まちづくりや地域のための取り組みが活発に行われるなか、その活動を支える資金を地域で生み出そうという動きが注目されています。こういった考え方を〝お金の地産地消〟といいますが、インターネットが活用されることで、地域を超えての広がりも期待できます。そんな活動に取り組む人たちの思いとは。
「子育て世代が活用できるよう、山科中央公園を生まれ変わらせたい」「地域活性のために、阪急『西京極』駅前でイベントを開きたい」―。
これは、「公益財団法人京都地域創造基金」のホームページに掲載されているプロジェクトの一例。こういった活動をする団体への寄付の募集が行われています。活動の目的やお金の使い道のほか、目標金額と残り何日という募集期間も一目瞭然。誰でも、自分が関心のあるプロジェクトを寄付という形で支援できるのです。
「年間30ほどのプロジェクトへの寄付の募集を行っています」とは、同基金の専務理事で事務局長の可児(かに)卓馬さん。
「内容は、身近な地域の問題に目を向けたものがほとんど。十数万円、数百万円を目標金額とするものが多いですね。募集の期間は、数カ月であったり、何年も続けたりとさまざまです」
目標金額に達しない場合でも、期間が終了した時点で集まったお金は実施団体に渡されます。

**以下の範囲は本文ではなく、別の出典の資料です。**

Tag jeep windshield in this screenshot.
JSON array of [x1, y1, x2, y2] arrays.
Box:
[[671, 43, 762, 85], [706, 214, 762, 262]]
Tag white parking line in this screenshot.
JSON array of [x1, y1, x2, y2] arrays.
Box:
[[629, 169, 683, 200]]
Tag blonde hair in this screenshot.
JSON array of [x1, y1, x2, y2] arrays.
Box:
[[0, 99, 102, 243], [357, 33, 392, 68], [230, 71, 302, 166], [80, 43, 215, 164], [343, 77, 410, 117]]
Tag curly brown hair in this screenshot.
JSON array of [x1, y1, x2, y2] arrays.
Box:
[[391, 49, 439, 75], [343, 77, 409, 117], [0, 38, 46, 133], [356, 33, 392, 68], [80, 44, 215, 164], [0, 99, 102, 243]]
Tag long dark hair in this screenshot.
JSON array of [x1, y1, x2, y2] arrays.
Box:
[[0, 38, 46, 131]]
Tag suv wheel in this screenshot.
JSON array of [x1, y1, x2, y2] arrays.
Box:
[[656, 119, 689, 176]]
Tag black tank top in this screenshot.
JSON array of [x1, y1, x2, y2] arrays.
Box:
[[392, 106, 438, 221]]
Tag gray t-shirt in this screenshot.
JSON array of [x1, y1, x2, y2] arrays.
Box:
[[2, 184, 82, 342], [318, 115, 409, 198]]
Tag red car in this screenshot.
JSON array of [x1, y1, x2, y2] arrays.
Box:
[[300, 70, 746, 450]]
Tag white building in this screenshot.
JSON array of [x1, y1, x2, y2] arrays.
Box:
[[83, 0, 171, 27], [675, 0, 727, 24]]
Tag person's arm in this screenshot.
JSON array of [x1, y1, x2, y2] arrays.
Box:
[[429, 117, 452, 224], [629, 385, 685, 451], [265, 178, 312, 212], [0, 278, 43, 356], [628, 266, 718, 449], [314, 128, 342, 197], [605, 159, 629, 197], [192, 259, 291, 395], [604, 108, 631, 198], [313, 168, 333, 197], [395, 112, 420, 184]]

「この基金は、地域の方の課題解決をサポートする〝募金箱〟のような存在。寄付の呼びかけをすることで、『今、地域ではこんなことが問題になっているんだ』と気付いていただけることもあります。お金を集めて解決ではなく、お金を集めるプロセスからも地域について考えるきっかけになれば」
朝8時。中京区にある高倉小学校の付近では、通学途中のたくさんの子どもたちの姿が目に入ります。よく見ると、黄色のベストを着用している子どもの姿がちらほらと。
これは、交通安全対策の一環で同校の2年生に配布されている「ピカベスト」。車の運転手からも見やすい、目立つ色合いが特徴です。
校長の岸田蘭子さんによると、「交通量の多い場所に学校があるため、子どもたちの安全のためにPTAが中心となり、地域ぐるみで検証し、昨年、本格的に導入したんです」。
その後、高倉小学校PTAと、同校で交通安全に関するワークショップを開催する「NPO法人京都子どもセンター」が主体となり「子どもと作る小学校安全学びプロジェクト」を発足。今後の購入のために同プロジェクトから京都地域創造基金に申請、今年3月まで目標額を掲げて寄付を募っています。寄付は、ベストのほかにワークショップに必要な材料費などにも充てられるそう。
同基金の村井琢哉さんは、「子どもたちがベストを着て、交通安全の意識をもって歩くことで、大人たちにもその意識が伝わってほしい」と話しています。